1. Tutorial¶
1.1. Setup¶
If you don’t have a MySQL server, you’ll need to install and run one . doloop
uses fairly basic SQL, and should work on MySQL versions as early as 5.0,
if not earlier.
You’ll also want to install a Python MySQL driver, such as PyMySQL.
Next, you’ll want to create at least one doloop table:
create-doloop-table user_loop | mysql -D test # or a db of your choice
This table is used to keep track of what IDs we care about, and how recently they’ve been updated. You’ll want one table per kind of update on kind of thing.
For example, if you want to separately update users’ profile pages and their
friend recommendations, you’d want two tables, named something like
user_profile_loop
and user_friend_loop
.
By default, doloop
assumes IDs are INTs
, but you can use any
column type that can be a primary key. For example, if your IDs are
64-character ASCII strings:
create-doloop-table -i 'CHAR(64) CHARSET ascii' user_loop | mysql -D test
You can also create tables programmatically using doloop.create()
and
doloop.sql_for_create()
.
1.2. Adding and removing IDs¶
Next, you’ll want to make sure the IDs of the things you want to keep updated
are in your doloop table. Use doloop.add()
to add them:
dbconn = MySQLdb.connection(...)
for user_id in ...: # your function to stream all user IDs
doloop.add(dbconn, 'user_loop', user_id)
You’ll also want to add a call to doloop.add()
to your user creation
code. doloop.add()
uses INSERT IGNORE
, so it’s fine to call
it several times for the same ID.
Each call to doloop.add()
gets a write lock on user_loop
, so it’s
much more efficient to add chunks of several IDs at a time:
for list_of_user_ids in ...:
doloop.add(dbconn, 'user_loop', list_of_user_ids)
If something no longer needs to be updated (e.g. the user closes their
account), you can remove the ID with doloop.remove()
.
1.3. Doing updates¶
The basic workflow is to use doloop.get()
to grab the IDs of the
things that have gone the longest without being updated, perform your updates,
and then mark them as done with doloop.did()
:
user_ids = doloop.get(dbconn, 'user_loop', 1000)
for user_id in user_ids:
... # run your update logic
doloop.did(dbconn, 'user_loop', user_ids)
A good, low-effort way to set up workers is to write a script that runs in a
crontab. It’s perfectly safe (and encouraged) to run several workers
concurrently; doloop.get()
will lock the IDs it grabs so that other
workers don’t try to update the same things.
You should make sure that your update logic can be safely called
twice concurrently for the same ID. In fact, it’s totally cool for code that
has never called doloop.get()
to update arbitrary things and then call
did()
on their IDs to let the workers know. It’s also a
good idea for your update code to gracefully handle nonexistent IDs.

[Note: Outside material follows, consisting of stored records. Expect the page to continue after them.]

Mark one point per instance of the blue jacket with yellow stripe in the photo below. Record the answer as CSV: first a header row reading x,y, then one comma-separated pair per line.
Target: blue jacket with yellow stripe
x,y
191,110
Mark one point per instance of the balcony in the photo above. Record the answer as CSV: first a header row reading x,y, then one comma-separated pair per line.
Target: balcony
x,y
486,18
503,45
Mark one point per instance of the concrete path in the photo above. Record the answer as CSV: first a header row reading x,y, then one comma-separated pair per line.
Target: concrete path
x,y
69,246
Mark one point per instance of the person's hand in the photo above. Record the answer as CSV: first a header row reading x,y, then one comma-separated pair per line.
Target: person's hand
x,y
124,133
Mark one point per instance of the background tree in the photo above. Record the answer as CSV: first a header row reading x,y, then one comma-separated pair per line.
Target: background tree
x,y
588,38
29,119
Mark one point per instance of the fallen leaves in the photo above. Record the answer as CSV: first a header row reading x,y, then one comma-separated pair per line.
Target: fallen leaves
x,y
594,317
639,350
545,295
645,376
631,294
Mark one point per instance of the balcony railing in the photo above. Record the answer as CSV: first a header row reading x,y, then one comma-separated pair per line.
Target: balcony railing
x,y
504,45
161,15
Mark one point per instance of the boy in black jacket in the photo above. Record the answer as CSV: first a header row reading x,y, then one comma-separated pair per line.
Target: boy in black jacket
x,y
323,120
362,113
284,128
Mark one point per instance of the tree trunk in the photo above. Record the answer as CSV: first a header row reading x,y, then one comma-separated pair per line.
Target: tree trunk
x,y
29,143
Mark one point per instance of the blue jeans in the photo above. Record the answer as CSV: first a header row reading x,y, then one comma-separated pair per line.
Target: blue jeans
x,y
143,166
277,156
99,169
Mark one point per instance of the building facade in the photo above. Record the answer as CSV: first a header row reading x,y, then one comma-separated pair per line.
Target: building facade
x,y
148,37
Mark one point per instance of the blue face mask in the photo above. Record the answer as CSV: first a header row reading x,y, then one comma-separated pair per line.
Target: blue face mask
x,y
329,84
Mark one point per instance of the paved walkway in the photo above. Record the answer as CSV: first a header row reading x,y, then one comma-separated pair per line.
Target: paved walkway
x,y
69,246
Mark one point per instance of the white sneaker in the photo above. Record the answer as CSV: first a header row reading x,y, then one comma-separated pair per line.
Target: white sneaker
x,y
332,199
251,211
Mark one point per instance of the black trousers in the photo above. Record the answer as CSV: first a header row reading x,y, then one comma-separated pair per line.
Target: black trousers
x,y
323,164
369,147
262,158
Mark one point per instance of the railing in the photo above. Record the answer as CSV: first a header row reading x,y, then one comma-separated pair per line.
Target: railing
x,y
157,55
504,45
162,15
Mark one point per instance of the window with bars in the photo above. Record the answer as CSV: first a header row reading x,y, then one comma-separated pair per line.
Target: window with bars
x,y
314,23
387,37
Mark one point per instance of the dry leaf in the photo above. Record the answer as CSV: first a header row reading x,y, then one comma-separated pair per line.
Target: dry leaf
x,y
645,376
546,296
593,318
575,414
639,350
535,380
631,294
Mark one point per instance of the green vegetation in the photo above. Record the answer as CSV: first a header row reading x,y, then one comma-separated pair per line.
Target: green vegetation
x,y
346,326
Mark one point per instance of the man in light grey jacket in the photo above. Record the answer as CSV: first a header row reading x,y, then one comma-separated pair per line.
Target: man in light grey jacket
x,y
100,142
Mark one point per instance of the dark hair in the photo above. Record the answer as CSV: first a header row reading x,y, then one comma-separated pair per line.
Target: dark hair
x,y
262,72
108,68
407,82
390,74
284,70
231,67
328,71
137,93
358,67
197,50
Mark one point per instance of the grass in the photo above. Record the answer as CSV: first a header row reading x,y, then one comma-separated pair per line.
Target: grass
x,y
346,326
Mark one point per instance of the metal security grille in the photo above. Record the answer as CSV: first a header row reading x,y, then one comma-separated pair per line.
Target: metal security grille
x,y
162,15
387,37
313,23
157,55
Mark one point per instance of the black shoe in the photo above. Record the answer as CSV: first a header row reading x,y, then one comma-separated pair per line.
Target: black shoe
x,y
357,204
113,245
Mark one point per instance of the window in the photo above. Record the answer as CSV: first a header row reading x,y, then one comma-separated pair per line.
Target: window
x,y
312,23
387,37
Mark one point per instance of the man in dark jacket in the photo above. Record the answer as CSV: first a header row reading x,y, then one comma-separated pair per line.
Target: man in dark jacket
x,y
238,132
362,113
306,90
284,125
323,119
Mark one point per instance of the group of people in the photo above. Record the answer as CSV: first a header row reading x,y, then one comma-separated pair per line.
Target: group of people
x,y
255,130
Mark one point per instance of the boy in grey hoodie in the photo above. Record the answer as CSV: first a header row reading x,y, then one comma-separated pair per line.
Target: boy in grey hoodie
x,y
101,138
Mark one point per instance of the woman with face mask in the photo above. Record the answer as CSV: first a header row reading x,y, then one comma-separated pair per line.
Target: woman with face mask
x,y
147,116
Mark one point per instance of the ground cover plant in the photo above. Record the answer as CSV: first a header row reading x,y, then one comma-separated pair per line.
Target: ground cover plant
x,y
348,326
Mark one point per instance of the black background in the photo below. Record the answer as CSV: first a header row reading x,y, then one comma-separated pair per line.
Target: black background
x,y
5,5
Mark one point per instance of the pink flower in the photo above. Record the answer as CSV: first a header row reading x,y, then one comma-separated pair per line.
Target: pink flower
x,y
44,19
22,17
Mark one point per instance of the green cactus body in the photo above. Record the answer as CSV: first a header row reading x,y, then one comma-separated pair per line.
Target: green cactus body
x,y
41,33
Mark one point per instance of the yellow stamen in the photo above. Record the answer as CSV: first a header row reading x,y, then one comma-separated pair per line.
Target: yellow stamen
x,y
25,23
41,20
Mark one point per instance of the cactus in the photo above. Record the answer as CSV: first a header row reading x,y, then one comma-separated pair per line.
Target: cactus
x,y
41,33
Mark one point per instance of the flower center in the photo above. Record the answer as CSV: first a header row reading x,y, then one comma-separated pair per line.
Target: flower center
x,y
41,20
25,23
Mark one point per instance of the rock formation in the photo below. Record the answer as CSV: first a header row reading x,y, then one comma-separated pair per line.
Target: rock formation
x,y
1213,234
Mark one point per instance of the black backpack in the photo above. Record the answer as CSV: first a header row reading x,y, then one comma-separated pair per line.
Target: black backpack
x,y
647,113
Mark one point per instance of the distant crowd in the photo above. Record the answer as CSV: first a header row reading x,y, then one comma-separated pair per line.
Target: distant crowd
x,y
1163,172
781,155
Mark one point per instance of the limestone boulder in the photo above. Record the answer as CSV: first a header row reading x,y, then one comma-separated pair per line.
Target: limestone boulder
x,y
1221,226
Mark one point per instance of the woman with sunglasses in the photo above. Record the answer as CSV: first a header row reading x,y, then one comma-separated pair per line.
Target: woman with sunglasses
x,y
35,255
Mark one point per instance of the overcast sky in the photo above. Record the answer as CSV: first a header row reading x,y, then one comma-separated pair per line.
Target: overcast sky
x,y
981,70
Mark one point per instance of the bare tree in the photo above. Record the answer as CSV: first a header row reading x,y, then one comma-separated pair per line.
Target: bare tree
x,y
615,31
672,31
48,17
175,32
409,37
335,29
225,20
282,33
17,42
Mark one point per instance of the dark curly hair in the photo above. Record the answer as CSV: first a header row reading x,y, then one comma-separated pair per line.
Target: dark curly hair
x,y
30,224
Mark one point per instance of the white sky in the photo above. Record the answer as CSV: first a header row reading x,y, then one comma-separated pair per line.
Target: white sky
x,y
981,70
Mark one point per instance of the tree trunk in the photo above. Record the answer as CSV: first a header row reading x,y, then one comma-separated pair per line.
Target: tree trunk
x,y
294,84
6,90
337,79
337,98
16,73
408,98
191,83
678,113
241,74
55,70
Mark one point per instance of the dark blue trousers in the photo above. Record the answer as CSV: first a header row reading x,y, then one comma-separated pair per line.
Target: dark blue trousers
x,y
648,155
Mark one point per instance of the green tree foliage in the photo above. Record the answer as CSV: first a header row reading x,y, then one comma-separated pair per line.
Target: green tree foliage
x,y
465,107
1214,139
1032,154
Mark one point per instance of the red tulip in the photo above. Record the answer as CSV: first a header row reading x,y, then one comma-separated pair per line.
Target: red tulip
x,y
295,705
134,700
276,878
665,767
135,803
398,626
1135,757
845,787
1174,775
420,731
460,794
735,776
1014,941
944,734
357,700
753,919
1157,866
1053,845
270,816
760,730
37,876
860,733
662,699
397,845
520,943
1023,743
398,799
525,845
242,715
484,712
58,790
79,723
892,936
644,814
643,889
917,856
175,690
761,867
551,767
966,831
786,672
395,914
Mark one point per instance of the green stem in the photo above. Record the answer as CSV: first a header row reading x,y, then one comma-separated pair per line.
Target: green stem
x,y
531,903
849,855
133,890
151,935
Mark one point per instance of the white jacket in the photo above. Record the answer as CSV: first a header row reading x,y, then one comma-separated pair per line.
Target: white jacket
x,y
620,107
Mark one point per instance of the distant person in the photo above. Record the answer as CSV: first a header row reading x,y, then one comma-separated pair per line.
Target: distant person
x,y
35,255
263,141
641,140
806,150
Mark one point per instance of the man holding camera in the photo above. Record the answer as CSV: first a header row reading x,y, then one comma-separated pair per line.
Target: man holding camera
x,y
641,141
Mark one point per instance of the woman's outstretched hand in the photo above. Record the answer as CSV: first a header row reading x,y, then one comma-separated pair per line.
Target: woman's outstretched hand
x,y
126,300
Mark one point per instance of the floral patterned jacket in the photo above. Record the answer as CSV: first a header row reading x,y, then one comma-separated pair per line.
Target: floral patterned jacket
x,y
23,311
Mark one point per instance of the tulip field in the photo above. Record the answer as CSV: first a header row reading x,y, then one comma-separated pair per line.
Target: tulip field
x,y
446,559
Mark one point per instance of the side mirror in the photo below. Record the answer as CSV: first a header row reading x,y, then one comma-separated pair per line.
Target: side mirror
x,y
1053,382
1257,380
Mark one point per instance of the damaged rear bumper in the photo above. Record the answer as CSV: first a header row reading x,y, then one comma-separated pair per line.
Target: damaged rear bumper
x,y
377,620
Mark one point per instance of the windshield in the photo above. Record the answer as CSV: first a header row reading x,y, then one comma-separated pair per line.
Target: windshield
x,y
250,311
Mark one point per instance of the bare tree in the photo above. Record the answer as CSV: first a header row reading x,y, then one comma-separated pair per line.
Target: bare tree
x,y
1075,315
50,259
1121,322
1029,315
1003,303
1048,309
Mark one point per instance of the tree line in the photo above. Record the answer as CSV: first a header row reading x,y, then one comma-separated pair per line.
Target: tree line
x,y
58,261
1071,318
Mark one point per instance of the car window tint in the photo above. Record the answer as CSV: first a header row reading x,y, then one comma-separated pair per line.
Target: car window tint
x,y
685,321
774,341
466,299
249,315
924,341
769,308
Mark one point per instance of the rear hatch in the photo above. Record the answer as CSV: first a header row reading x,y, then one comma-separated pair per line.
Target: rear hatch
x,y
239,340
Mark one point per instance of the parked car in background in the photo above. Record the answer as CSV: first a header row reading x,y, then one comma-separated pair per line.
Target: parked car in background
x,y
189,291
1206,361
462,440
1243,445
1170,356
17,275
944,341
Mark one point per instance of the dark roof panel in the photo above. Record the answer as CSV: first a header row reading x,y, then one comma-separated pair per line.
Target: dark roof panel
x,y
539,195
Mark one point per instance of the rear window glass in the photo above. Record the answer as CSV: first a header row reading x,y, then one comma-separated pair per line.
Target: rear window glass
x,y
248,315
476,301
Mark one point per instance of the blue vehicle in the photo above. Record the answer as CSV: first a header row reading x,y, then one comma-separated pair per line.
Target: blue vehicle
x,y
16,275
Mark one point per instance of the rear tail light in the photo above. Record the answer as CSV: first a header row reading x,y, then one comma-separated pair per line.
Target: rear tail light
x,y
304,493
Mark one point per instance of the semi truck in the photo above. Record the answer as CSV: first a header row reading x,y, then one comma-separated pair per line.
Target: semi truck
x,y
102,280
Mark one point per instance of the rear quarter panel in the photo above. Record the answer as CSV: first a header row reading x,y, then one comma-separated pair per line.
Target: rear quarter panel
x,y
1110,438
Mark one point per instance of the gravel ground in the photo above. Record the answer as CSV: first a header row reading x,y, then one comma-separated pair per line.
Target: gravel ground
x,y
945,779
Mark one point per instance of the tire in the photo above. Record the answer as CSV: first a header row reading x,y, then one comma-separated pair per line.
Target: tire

How many workers you want and when they run is up to you. If
there turn out not to be enough workers, things will simply be updated less
often than you’d like. You can set a limit on how frequently the same ID
will be updated using the min_loop_time argument to
get()
; by default, this is one hour.
Also, don’t worry too much about your workers crashing. By default, IDs are
locked for an hour (also configurable, with the lock_for argument to
get()
), so they’ll eventually get unlocked and fetched by
another worker. Conversely, if there is a problem ID that always causes a
crash, that problem ID won’t bother your workers for another hour.
You can also explicitly unlock IDs, without marking them as updated, using
doloop.unlock()
.
1.4. Prioritization¶
So, this is a great system for making sure every user gets updated eventually,
but some users are more active than others. You can use doloop.bump()
to prioritize certain ID(s):
def user_do_something_noteworthy(user_id):
... # your logic for the user doing something noteworthy
doloop.bump(dbconn, 'user_loop', user_id)
doloop
has an elegant (or depending how you look at it, too-magical)
rule that IDs which are locked get highest priority once the lock expires.
By default, bump()
sets the lock to expire immediately, so
we get priority without any waiting.
However, in real life, users are likely to do several noteworthy things in one session (well, depending on your users). You can avoid updating the same user several times by setting lock_for. For example, the first time a user does something noteworthy, this code will keep them locked for an hour, after which they’ll be prioritized:
def user_do_something_noteworthy(user_id):
...
doloop.bump(dbconn, 'user_loop', user_id, lock_for=60*60)
If a particularly special user did noteworthy things continuously, they’d
still get updated more or less hourly; you can’t repeatedly
bump()
things into the future.
If for some reason you forgot to add a user, bump()
will
automatically add them before bumping them (as will did()
and unlock()
). An alternate way to use doloop
is to bump()
every time something changes, secure in the
knowledge that if you forgot to add a call to bump()
somewhere, things will still get updated eventually.
Also, due to doloop
‘s elegant/too-magical semantics, you can give
ID(s) super-high priority by setting lock_for to a negative number. At a
certain point, though, you should just do the update immediately and call
did()
.
1.5. Auditing¶
If you want to check on a particular ID or set of IDs, for example to see how
long it’s gone without being updated, you can use doloop.check()
.
To check on the status of the task loop as a whole, use
doloop.stats()
. Among other things, this can tell you how many IDs
have gone more than a day/week without being updated.